Rosetta/Bench is different. The scoring function reflects not only the core physics of the traditional energy function, but also incorporates terms that have been inferred from careful statistical analysis of the Protein Data Bank (Alford, JCTS, 2017). The resulting function is thus a hybrid physical/statistical scoring function which– through careful calibration–obviates the need for explicit solvent and is predictive even for reduced atomic representations. The scoring function in Rosetta / Bench is coupled with sophisticated algorithmic methods to further improve calculation efficiency. The scoring function and algorithmic methods are integrated in a Monte Carlo approach, which allows additional improvements in efficiency, through use of finely tuned rotamer libraries and clever mutation moves. The implementation of Monte Carlo in Rosetta/Bench has been carefully coded to allow optimal parallelism.
The net result of these optimizations (scoring function, algorithmic methods, specialized Monte Carlo moves) is the ability to sample orders of magnitude more changes in sequence/conformational space than is possible using the approaches in most software packages or even laboratory screening/display technologies.

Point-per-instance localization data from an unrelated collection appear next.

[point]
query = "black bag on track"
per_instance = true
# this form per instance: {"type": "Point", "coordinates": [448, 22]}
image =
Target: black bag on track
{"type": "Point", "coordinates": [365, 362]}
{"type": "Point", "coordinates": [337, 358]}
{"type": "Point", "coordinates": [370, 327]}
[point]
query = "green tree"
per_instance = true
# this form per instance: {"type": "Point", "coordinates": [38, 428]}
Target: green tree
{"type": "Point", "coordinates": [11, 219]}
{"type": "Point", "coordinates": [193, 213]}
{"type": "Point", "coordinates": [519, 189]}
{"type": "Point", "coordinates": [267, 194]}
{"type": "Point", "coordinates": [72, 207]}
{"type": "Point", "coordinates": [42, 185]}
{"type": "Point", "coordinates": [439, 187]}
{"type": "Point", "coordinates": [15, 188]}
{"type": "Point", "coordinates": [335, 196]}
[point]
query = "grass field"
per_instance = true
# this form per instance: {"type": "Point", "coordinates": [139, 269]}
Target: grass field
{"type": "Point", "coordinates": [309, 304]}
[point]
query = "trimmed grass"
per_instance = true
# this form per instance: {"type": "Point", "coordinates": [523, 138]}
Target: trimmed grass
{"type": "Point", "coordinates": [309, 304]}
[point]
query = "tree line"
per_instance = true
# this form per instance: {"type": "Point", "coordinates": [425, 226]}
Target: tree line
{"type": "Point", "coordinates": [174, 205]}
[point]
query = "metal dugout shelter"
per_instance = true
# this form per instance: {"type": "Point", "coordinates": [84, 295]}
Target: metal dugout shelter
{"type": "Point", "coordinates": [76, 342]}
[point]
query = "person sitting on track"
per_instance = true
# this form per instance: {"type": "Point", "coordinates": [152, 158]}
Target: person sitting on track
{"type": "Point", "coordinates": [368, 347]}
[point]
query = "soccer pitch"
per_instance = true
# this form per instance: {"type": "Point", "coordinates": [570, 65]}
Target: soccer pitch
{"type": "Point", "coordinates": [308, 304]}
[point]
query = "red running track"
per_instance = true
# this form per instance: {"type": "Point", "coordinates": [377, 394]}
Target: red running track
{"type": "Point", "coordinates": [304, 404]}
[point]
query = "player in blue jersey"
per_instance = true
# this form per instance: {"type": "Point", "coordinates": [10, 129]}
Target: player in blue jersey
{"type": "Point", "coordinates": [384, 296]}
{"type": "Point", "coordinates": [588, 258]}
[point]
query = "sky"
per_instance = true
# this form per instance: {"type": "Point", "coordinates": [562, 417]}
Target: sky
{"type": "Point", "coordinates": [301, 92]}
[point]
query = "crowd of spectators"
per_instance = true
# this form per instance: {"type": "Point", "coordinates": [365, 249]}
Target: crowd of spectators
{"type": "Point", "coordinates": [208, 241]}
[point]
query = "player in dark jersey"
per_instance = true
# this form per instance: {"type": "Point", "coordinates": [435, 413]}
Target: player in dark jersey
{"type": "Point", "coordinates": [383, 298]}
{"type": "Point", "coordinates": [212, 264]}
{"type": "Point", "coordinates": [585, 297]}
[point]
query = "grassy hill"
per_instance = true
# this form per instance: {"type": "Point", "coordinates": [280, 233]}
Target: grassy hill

The overall approach in Rosetta/Bench has been widely validated in hundreds of publications from dozens of laboratories across many facets of protein design. Rosetta has repeatedly performed best in the bi-annual CASP competition, where participants are asked to predict protein structure from sequence (Song, Structure, 2013). Work performed using Rosetta has also been responsible for an impressive number of firsts in the field of protein design, including: the first design of a novel protein with a structure and sequence never observed in nature (Kuhlman, Science, 2003); the first design of a novel protein-protein interaction (Fleishman, Science, 2011); the first design of a novel small-molecule binding protein (Tinberg, Nature, 2013); the first design of a protein nanostructure (King, Nature, 2014); and the first design of a pH dependent antibody binder (Strauch, PNAS, 2014).